I also recently wrote this paper on why behavioral ecologists don’t agree on the importance of reciprocity in animal social behavior. In a nutshell, it’s because different authors use the term in contradicting ways (only some of which make sense). This paper was generously invited by my friend and collaborator Dr. Jennifer Vonk, who studies animal cognition. Here’s the abstract:

Reciprocity (or reciprocal altruism) was once considered an important and widespread evolutionary explanation for cooperation, yet many reviews now conclude that it is rare or absent outside of humans. Here, I show that nonhuman reciprocity seems rare mainly because its meaning has changed over time. The original broad concept of reciprocity is well supported by evidence, but subsequent divergent uses of the term have relied on
various translations of the strategy ‘tit-for-tat’ in the repeated Prisoner‘s Dilemma game. This model has resulted in four problematic approaches to defining and testing reciprocity. Authors that deny evidence of nonhuman reciprocity tend to (1) assume that it requires sophisticated cognition, (2) focus exclusively on short-term contingency with a single partner, (3) require paradoxical evidence for a temporary lifetime fitness cost, and (4) assume that responses to investments are fixed. While these restrictions basically define reciprocity out of existence, evidence shows that fungi, plants, fish, birds, rats, and primates enforce mutual benefit by contingently altering their cooperative investments based on the cooperative returns, just as predicted by the original reciprocity theory.

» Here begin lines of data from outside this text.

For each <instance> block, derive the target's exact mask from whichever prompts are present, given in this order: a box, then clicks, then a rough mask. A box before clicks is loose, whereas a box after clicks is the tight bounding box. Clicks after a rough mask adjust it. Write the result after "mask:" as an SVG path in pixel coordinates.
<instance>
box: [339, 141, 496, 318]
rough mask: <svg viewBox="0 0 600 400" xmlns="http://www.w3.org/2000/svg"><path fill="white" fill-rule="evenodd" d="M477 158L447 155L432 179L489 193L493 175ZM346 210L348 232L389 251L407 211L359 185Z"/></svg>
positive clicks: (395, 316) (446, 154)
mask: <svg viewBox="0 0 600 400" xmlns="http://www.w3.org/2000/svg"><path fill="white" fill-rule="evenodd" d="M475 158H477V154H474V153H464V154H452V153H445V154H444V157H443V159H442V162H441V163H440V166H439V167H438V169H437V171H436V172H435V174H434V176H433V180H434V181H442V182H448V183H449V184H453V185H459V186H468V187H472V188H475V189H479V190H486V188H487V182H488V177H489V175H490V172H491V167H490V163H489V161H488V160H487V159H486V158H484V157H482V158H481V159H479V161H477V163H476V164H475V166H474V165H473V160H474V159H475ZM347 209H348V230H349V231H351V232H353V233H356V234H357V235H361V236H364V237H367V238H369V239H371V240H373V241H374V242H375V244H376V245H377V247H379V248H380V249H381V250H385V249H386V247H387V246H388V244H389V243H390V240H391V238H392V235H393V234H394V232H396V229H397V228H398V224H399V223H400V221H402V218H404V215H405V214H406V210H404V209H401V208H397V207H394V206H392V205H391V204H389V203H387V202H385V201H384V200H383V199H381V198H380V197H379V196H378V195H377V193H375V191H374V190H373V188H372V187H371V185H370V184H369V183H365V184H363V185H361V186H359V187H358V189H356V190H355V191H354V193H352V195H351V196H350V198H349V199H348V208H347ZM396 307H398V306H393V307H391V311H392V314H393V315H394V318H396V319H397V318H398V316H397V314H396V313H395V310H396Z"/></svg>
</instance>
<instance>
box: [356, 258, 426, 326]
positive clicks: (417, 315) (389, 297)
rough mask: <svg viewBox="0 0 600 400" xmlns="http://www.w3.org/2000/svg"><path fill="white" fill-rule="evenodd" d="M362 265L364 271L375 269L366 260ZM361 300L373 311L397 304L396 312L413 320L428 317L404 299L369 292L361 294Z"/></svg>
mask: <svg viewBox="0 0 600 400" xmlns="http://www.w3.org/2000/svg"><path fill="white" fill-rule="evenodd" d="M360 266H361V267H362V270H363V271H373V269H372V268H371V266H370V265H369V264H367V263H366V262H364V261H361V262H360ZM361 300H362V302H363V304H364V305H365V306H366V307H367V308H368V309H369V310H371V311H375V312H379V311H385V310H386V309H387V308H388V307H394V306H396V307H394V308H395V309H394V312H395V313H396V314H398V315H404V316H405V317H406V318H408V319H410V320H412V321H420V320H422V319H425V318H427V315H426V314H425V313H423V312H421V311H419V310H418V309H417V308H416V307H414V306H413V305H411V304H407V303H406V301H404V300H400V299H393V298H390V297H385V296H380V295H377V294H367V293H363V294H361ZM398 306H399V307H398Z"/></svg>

Today, after manually entering >3,000 rows of behavioral observations into excel from paper scoresheets, I’ve decided to record observations on computers whenever possible. Makes me wonder what kinds of apps are available for data scoring?

Finally, I should know by the end of the day whether my oxytocin treatments worked. The treatments seemed to slightly increase grooming and food sharing in the first pilot study with a small group of females, but they did not seem to work in a second small study with male bats and their moms. I’ll see very soon how it turned out.